CNS: What do you most want people to understand about this work? Does it change how we should think about food and our choices, especially when it comes to artificially colored food?
Rumiati: The main point is that because of the hardwired association between greenish nuances and lower energy content we tend to value less the food with higher green-color content. This has been a strong advantage when food was scarce and we needed to search for it. Nowadays this mechanism can backfire due to the abundance of food available and to the fact that our brain is generally more attracted to any food (natural or transformed) that has high reddish-nuances (as indexed by arousal assessments in our experiment). While for natural food this is a heuristic, for transformed food it can become a bias. Importantly, our participants appeared to systematically underestimate the energy content of greener food items, which is relevant for people observing dietary restrictions.

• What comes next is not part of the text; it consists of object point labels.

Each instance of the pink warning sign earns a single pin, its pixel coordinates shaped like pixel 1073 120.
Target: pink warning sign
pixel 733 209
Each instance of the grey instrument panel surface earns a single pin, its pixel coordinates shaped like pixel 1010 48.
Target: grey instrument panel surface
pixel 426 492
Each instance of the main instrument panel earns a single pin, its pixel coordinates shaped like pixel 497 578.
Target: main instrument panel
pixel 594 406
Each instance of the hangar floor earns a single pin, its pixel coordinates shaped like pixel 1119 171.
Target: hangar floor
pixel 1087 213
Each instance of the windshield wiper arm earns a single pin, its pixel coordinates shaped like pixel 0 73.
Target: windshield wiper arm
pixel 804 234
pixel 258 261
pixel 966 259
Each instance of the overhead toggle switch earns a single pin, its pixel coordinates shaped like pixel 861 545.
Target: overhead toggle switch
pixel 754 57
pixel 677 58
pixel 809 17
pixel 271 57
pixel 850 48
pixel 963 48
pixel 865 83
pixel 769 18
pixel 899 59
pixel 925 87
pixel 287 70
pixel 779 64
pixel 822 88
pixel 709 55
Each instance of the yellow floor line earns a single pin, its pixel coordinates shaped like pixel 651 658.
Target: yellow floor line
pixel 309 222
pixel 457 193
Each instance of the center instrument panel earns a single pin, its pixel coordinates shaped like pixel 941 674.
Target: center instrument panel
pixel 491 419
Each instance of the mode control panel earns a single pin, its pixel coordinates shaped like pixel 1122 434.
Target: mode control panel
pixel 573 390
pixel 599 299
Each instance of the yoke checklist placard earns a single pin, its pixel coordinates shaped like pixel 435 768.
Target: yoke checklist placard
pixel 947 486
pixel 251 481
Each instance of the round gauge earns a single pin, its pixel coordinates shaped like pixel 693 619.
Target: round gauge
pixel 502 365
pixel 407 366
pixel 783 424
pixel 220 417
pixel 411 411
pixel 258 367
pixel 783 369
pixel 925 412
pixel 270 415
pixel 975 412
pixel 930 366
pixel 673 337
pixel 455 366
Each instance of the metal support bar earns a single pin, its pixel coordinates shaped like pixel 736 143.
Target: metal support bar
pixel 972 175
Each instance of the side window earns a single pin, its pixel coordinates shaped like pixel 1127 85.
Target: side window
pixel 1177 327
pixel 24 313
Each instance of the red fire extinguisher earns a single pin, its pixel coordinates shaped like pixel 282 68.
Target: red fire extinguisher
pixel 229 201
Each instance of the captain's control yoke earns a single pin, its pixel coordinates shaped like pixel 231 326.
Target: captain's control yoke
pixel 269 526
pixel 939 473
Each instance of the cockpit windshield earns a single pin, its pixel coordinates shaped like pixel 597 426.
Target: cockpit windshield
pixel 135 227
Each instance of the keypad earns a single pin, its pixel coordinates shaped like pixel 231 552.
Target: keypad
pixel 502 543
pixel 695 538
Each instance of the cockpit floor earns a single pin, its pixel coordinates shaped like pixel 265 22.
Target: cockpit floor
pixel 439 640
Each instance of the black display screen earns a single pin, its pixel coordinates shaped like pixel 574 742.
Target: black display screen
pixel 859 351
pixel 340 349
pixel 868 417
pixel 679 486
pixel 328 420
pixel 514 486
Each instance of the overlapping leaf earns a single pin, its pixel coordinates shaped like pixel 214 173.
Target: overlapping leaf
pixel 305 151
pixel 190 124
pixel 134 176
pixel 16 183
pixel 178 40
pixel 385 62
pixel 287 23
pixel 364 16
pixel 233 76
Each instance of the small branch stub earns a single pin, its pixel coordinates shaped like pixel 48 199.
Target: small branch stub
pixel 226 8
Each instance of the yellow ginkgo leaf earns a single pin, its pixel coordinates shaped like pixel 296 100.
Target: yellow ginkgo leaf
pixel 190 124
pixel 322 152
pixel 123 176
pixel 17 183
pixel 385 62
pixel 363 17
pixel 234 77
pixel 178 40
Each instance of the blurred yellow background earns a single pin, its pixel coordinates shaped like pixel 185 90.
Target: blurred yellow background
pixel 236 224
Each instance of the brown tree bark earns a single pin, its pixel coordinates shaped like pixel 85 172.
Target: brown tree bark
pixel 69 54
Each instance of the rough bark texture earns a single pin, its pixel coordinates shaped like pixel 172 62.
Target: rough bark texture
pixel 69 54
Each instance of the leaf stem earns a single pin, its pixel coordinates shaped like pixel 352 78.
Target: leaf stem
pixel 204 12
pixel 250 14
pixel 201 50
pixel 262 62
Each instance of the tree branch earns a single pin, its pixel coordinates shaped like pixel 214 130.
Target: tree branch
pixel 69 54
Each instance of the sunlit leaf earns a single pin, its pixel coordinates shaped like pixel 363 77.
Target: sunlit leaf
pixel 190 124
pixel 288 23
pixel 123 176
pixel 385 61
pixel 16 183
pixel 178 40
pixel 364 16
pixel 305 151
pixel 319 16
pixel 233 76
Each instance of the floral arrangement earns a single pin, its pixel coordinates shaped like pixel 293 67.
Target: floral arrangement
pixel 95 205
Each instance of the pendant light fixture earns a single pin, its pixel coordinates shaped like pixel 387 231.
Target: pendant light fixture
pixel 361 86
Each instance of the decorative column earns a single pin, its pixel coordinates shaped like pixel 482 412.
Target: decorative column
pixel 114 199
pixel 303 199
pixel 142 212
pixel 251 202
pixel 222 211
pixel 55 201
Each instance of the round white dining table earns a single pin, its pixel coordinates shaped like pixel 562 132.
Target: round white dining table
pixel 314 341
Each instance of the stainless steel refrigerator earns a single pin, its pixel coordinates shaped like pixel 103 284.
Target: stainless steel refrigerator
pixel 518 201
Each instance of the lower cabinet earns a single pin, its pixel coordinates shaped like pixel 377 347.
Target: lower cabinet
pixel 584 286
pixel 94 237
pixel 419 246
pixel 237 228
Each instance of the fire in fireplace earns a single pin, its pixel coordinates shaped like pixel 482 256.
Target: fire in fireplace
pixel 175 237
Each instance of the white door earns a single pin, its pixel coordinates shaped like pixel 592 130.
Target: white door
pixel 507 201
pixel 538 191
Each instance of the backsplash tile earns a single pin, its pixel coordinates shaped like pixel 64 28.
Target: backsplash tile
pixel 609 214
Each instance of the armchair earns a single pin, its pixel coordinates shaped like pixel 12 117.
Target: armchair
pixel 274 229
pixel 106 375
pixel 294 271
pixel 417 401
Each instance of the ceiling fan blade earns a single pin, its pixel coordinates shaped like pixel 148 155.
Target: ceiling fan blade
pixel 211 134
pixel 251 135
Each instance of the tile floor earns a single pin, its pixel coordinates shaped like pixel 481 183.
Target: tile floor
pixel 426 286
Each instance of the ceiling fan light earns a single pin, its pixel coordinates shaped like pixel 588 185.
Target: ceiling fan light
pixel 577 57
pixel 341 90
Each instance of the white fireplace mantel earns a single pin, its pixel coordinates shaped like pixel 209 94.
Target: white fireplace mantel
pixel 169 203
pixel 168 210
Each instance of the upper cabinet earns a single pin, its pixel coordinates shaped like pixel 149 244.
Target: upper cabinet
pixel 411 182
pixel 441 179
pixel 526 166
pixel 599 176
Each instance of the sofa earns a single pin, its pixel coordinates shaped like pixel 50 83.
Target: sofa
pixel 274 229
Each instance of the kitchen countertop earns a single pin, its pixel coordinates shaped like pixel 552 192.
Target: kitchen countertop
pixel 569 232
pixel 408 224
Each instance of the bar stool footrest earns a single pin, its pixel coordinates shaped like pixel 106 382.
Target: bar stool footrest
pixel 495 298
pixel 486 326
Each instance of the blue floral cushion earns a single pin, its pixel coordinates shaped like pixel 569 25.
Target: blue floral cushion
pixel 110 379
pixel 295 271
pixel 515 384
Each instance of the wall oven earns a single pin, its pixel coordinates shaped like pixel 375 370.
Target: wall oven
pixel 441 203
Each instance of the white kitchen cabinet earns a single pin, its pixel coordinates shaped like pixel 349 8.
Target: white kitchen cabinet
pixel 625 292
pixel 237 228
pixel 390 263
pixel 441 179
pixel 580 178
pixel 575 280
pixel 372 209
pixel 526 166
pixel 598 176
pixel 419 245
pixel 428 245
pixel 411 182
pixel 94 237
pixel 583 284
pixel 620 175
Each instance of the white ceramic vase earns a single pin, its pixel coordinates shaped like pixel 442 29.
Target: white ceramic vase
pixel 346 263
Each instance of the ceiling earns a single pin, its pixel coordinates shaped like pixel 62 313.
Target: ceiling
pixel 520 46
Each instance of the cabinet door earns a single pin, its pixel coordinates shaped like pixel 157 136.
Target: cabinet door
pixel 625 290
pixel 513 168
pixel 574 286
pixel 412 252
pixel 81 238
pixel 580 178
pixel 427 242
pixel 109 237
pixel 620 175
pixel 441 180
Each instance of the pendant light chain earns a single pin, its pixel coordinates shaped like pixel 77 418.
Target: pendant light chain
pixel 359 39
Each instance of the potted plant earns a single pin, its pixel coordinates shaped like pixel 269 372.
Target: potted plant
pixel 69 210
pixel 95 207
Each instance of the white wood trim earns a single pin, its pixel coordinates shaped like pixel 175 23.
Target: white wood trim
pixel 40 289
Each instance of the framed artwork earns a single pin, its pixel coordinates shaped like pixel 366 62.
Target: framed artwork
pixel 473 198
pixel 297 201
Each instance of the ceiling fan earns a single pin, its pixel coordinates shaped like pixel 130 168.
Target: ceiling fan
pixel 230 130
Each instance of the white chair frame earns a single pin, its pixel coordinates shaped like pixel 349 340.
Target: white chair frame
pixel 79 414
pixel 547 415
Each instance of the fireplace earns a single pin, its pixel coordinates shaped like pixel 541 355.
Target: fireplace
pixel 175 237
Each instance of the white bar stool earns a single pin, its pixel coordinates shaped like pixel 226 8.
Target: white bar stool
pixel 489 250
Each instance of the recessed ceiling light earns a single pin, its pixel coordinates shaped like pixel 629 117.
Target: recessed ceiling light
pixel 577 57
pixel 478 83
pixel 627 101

CNS: What’s next for this line of work?
Rumiati: In the next study, that should hopefully come out soon, and in which we investigate the categorical distinction between transformed and natural food, we are concerned with the influence not only of the intrinsic characteristics of the food on how our brain processes it, but also on characteristics intrinsic to the perceiver, such as the BMI. Food neuroscience is also becoming very useful in making sense of anomalies observed in food behaviours of patients with different neurological conditions including Parkinson Disease and primary dementia. Stay tuned!
CNS: Anything I didn’t ask you about that you’d like to add?
Rumiati: We need to understand better how food selection is mediated by brain mechanisms, and how this process changes along the lifespan. Understanding these mechanisms should help us in making better decisions in human nutrition.